How we share your personal information
We may share your personal information with the following parties and as otherwise
described in this Privacy Policy or at the time of collection.
Affiliates. Our corporate parent, subsidiaries, and affiliates, for purposes consistent
with this Privacy Policy.
Service providers. Third parties that provide services on our behalf or help us operate
the Service or our business (such as hosting, information technology, customer
support, email delivery, marketing, and website analytics).
Payment processors. Any payment card information you use to make a purchase from
us, including on the Service, is collected and processed directly by our payment
processors and as such may be subject to that payment processor’s privacy policy.
Third parties designated by you. We may share your personal information with third
parties where you have instructed us or provided your consent to do so.
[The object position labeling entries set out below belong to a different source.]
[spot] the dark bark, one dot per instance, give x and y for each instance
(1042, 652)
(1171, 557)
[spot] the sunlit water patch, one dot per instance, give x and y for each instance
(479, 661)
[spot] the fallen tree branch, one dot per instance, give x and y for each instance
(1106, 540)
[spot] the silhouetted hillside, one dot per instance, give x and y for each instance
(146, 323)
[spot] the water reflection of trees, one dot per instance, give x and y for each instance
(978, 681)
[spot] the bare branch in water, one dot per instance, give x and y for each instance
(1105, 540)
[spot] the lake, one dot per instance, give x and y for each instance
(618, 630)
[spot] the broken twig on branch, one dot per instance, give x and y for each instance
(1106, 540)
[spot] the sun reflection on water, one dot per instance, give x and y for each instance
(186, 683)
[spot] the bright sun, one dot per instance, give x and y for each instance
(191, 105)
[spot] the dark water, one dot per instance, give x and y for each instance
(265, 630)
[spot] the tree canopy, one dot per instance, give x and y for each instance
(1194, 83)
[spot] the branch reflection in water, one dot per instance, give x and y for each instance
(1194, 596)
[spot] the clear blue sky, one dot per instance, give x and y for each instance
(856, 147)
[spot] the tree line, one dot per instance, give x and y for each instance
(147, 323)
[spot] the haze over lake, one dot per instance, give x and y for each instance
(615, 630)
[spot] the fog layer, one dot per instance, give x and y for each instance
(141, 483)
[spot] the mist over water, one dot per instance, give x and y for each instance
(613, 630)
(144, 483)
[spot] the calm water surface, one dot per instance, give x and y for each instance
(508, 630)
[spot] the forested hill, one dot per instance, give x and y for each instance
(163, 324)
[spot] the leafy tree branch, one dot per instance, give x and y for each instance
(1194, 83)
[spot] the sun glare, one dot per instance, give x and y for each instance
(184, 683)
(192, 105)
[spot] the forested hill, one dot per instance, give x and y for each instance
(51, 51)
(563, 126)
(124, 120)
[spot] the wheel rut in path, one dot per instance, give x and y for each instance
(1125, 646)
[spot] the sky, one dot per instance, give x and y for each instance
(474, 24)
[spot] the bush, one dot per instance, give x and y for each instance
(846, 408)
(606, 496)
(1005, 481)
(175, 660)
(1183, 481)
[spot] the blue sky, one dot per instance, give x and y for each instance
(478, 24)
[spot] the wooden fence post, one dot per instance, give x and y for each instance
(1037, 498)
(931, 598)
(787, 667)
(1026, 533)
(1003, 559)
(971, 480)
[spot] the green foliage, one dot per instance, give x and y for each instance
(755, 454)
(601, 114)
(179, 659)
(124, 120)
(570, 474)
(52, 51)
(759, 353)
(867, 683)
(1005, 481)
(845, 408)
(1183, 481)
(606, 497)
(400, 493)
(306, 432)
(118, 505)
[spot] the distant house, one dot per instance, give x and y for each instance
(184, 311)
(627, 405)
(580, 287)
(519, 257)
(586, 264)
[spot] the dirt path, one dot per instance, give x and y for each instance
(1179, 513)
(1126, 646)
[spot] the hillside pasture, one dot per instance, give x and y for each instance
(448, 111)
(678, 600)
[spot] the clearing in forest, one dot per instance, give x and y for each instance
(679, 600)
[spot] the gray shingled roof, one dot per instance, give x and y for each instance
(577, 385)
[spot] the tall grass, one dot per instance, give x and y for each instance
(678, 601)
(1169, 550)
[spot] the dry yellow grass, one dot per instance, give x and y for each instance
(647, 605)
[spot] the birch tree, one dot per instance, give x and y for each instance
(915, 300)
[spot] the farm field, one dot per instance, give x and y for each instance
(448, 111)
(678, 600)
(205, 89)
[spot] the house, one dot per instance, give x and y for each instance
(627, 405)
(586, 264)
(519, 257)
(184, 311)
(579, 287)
Business and marketing partners. Third parties with whom we collaborate on joint
activities (such as co-sponsors of contests and promotions), with whom we have
entered into joint marketing relationships or other joint ventures, or who we think may
offer you products or services that you may enjoy.
Professional advisors. Professional advisors, such as lawyers, auditors, bankers, and
insurers, where necessary in the course of the professional services that they render to
Authorities and others. Law enforcement, government authorities, and private parties,
as we believe in good faith to be necessary or appropriate for the legal compliance and
other purposes described above.
Business transferees. Acquirers and other relevant participants in business
transactions (or negotiations and diligence for such transactions) involving a corporate
divestiture, merger, consolidation, acquisition, reorganization, sale or other disposition
of all or any portion of the business or assets of, or equity interests in, Zip or our
affiliates (including, in connection with a bankruptcy or similar proceedings).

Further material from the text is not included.